Dressed in designer-grey pinstripe suit, and with hair suitably gelled, the Ryder Cup player had just arrived at the Champions Club at Moyvalley after a journey that involved flying into Dublin Airport on his private jet and taking a helicopter to the Co Kildare countryside to officially launch a private members club that is set to become the most exclusive in Ireland.
The course at Moyvalley, designed by Clarke, is the first to be licensed with the Champions Club brand.
The aim is that another five or six at locations around the world - all designed by International Sports Management (ISM) players including Clarke, Ernie Els, Lee Westwood, Paul McGinley and David Howell - will be included in a portfolio where members will have reciprocal playing rights.
By the way, it will cost you €75,000 to become a member.
"Give us a profile of your typical member?" The question was put to Chubby Chandler, the head of ISM who has devised the concept of the Champions Club, which will have courses around the world designed by players from the company's stable.
"Typical member? Darren Clarke," replied Chandler.
"A wealthy guy who wants to spend time at a private members club."
Moyvalley, a €100 million project funded by Co Antrim-born property developer Alastair Jackson, has been named as the first course to be part of the exclusive worldwide concept aimed at delivering the highest "five- to six-star standards", as Clarke put it, for wealthy golfers.
Projects are being considered in Mauritius, Bahrain, Dubai, Spain and England.
Jackson has also developed the New Forest course near Kinnegad, Co Westmeath, and has plans for another complex, including a course designed by Mark O'Meara, at Kilmeaden, Co Waterford.

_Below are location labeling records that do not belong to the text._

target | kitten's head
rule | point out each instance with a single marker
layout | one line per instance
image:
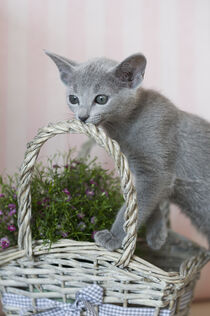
(101, 90)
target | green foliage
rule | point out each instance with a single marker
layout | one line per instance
(70, 200)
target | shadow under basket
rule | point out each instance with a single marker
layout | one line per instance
(37, 280)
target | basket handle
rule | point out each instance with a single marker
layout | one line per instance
(112, 148)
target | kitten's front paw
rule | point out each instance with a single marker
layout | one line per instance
(107, 240)
(156, 240)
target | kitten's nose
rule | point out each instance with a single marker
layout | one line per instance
(83, 118)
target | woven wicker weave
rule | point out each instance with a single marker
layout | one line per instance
(31, 269)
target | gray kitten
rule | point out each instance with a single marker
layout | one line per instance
(168, 150)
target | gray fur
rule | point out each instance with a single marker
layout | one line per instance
(168, 149)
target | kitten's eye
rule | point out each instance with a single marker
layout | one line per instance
(73, 99)
(101, 99)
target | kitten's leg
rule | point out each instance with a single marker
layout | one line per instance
(112, 239)
(156, 227)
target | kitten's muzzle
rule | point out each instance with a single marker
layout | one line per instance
(83, 118)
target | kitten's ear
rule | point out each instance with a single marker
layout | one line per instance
(65, 66)
(131, 70)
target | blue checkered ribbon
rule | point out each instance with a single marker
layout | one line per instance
(86, 299)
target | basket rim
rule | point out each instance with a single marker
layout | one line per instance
(188, 268)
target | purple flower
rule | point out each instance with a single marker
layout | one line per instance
(89, 192)
(11, 228)
(56, 166)
(104, 192)
(12, 212)
(4, 242)
(66, 191)
(93, 220)
(45, 200)
(81, 226)
(11, 206)
(80, 215)
(93, 182)
(63, 234)
(93, 234)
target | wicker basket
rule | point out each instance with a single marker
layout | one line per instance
(36, 272)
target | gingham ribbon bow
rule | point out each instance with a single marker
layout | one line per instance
(86, 299)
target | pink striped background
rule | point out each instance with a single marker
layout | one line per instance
(174, 36)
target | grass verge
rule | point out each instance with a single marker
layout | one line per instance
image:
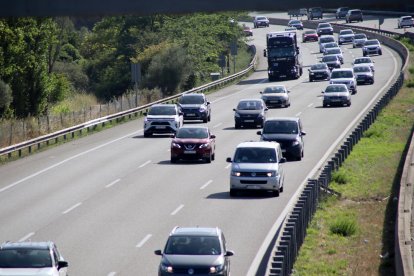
(368, 182)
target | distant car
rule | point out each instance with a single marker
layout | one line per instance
(363, 74)
(261, 21)
(193, 143)
(276, 95)
(195, 107)
(319, 71)
(296, 23)
(332, 61)
(354, 15)
(345, 36)
(335, 51)
(366, 61)
(341, 12)
(344, 76)
(309, 36)
(257, 166)
(405, 21)
(325, 39)
(195, 250)
(336, 94)
(288, 132)
(371, 46)
(359, 40)
(31, 258)
(250, 112)
(324, 29)
(162, 119)
(315, 13)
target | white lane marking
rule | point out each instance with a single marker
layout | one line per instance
(177, 210)
(66, 160)
(146, 163)
(205, 185)
(72, 208)
(288, 207)
(144, 240)
(26, 237)
(112, 183)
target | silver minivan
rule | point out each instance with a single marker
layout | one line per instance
(257, 166)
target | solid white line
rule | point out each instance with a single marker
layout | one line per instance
(144, 240)
(205, 185)
(26, 237)
(66, 160)
(113, 183)
(177, 210)
(146, 163)
(72, 208)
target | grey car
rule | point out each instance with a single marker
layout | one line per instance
(195, 251)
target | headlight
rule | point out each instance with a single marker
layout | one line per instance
(234, 173)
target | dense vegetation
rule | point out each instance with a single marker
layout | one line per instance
(45, 60)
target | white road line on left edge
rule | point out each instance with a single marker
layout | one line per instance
(146, 163)
(26, 237)
(144, 240)
(177, 210)
(72, 208)
(66, 160)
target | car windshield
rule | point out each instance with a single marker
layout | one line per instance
(274, 89)
(255, 155)
(335, 88)
(281, 126)
(193, 245)
(371, 42)
(319, 66)
(362, 69)
(249, 105)
(25, 258)
(199, 133)
(192, 99)
(162, 110)
(341, 74)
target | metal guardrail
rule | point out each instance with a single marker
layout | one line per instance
(39, 141)
(293, 231)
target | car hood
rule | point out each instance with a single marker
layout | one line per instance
(257, 167)
(193, 260)
(45, 271)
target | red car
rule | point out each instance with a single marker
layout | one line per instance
(309, 36)
(193, 143)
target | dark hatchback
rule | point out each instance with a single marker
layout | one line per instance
(193, 143)
(288, 132)
(195, 107)
(195, 251)
(250, 112)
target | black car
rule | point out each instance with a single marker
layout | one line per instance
(250, 112)
(288, 132)
(319, 71)
(195, 107)
(195, 251)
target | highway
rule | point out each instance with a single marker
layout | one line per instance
(110, 199)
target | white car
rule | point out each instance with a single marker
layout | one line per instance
(405, 21)
(344, 76)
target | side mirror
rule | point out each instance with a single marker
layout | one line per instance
(158, 252)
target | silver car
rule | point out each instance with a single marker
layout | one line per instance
(257, 166)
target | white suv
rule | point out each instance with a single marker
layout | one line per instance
(257, 166)
(162, 118)
(344, 76)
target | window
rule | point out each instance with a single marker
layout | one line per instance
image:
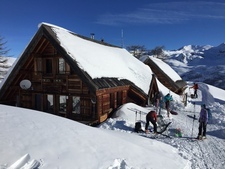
(62, 104)
(39, 65)
(76, 105)
(49, 66)
(50, 103)
(62, 66)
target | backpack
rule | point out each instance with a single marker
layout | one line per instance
(209, 114)
(196, 86)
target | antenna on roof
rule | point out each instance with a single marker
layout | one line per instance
(92, 35)
(122, 41)
(25, 84)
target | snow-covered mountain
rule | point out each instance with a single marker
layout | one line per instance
(5, 64)
(193, 62)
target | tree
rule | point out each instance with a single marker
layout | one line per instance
(3, 50)
(137, 50)
(158, 51)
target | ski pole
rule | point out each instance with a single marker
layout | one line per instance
(193, 121)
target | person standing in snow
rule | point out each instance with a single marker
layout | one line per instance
(195, 87)
(157, 101)
(167, 99)
(151, 117)
(203, 120)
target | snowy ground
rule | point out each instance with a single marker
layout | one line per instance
(209, 153)
(31, 139)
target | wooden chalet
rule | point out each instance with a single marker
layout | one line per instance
(177, 86)
(59, 86)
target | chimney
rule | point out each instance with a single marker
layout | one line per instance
(92, 36)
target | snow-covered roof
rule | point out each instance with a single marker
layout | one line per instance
(103, 61)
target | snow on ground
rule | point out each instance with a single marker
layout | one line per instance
(31, 138)
(35, 138)
(209, 153)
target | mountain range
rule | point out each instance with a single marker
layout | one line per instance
(192, 62)
(199, 63)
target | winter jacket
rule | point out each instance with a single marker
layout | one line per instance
(203, 115)
(151, 116)
(168, 98)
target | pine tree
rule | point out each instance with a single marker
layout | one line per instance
(3, 50)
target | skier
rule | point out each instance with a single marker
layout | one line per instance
(157, 101)
(195, 87)
(167, 100)
(152, 117)
(203, 119)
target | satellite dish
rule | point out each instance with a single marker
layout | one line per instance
(25, 84)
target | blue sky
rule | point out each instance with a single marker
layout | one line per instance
(151, 23)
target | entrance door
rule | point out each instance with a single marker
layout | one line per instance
(38, 102)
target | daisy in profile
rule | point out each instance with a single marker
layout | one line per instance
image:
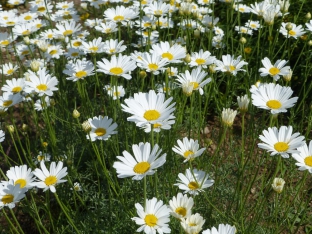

The development at Moyvalley includes plans for apartments and houses ranging in price from €500,000 up to €2 million as well as a hotel.
The course is ready for play, and will this weekend stage the Darren Clarke Foundation, with Ireland's top boys and girls receiving coaching from the golfer and playing in a tournament, but it won't officially open until next March.
Clarke, who played the course in the run-up to the European Open in July, has designed a layout that measures 7,369 yards off the back tees (with the option to lengthen it should it be required).
However, the Ulsterman's design approach is such that the layout will test elite golfers off those tees, but offers handicap players a tough but enjoyable test.
"I don't want players coming in off the golf course saying, 'I'm not going back out there again'. I want people to walk in and say, 'that was fun, that was different'. I want to make golf fun for people more than anything else."
The first tranche of memberships priced at €75,000 (the figure is expected to increase in the second phase of offers) has been released at Moyvalley and the course will only be accessed by members and their guests or residents of the hotel.
A ceiling of 450 members has been set.
"This is an exciting, new venture which will add to Ireland's rich golfing heritage and provide standards previously only aspired to," said Dublin solicitor Dougie Heather, the chairman of ISM.